Böllgedeki yerlilerin eğitim gördüğü diğer okullarda çocuklara ait olduğu belirtilen ceset kalıntıların keşfedilmesi sonrası Kanada’nın British Columbia eyaletindeki eski St. Eugene Misyon Okulu'nun yakınında 182 yeni isimsiz mezar tespit edildi.
Konuya ilişkin yapılan açıklamada Kanada’nın British Columbia eyaletindeki eski St. Eugene Misyon Okulu'nun yakınında 182 kayıt dışı mezar bulunduğu belirtildi.
NE OLMUŞTU?
Kanada tarihinin en büyük çocuk istismarı olarak kabul edilen Yatılı Kilise Okullarının ilki, 1880'lerin başında açıldı ve sonuncusu da 1996 yılında kapatıldı.
150 binden fazla yerli çocuğun ailelerinden zorla alınarak yerleştirildiği kiliselere ait yatılı okullarda, bu çocukların büyük bölümü rahip, rahibe ve diğer öğretmenler tarafından fiziksel, cinsel ve psikolojik şiddet ve istismara maruz bırakıldı.
Ülkede 2010'da kurulan Hakikat ve Uzlaşma Komisyonunun kayıtlarına geçen istismarların yanı sıra bazı çocukların üzerinde tıbbi deneyler yapıldığı belirlendi.
24 Haziran Perşembe günü Kanada'nın Saskatchewan eyaletindeki Marieval Yatılı Kilise Okulu'nun bahçesinde bulunan kayıt dışı mezarlara ilişkin First Nation yerlilerinin çatı kuruluşu olan Egemen Yerli İlk Milletler Federasyonu'ndan açıklama yapıldı.
Cowessess First Nation bölgesindeki eski Marieval Kızılderili Yatılı Kilise Okulu'nun sahasında resmi kayıtlarda olmayan yüzlerce çocuk mezarı keşfedilmişti. Yapılan çalışmalar sonucu okulun bahçesinde bulunan kayıt dışı mezarlarda 751 çocuğa ait ceset kalıntıları tespit edildiği bildirildi.
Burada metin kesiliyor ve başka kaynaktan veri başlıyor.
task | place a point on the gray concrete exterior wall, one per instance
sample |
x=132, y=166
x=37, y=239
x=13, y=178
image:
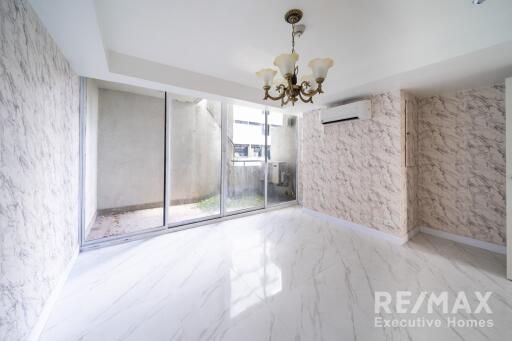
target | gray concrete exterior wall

Kanada Başbakanı Justin Trudeau, Marieval Yatılı Kilise Okulu'nun bahçesinde bulunan 751 mezar için, "Bunlar yerli halkların karşılaştığı adaletsizliğin utanç verici bir hatırlatıcısıdır." ifadesini kullandı.
Trudeau, yaptığı yazılı açıklamada, "Hiçbir çocuk ailesinden ve toplumundan koparılmamalı, dili, kültürü, kimliği soyulmamalıydı. Hiçbir çocuk değerli gençliğinde korkunç bir yalnızlık ve istismara maruz bırakmamalıydı. Hiçbir çocuk korku içinde yaşadığı bir yerde son anlarını, sevdiklerini bir daha görememe duygusuyla geçirmemeliydi. Ve hiçbir aile, oynayan çocuklarının kahkahaları ve neşesinden ve topluluklarında büyümelerini izlemenin gururundan mahrum edilmemeliydi." değerlendirmesinde bulundu.
Justin Trudeau, son bulguların, tüm yerli halkların ve toplulukların halihazırda hissettiği acıyı derinleştirdiğini belirterek, "Hissettiğiniz acı ve travma, Kanada'nın sorumluluğundadır ve hükümet, ülke genelindeki yerli topluluklara bu korkunç yanlışları gün ışığına çıkarmak için ihtiyaç duydukları fon ve kaynakları sağlamaya devam edecektir. Kaybedilenleri geri getiremesek de bu adaletsizliklerin gerçeğini anlatabiliriz." görüşünü paylaştı.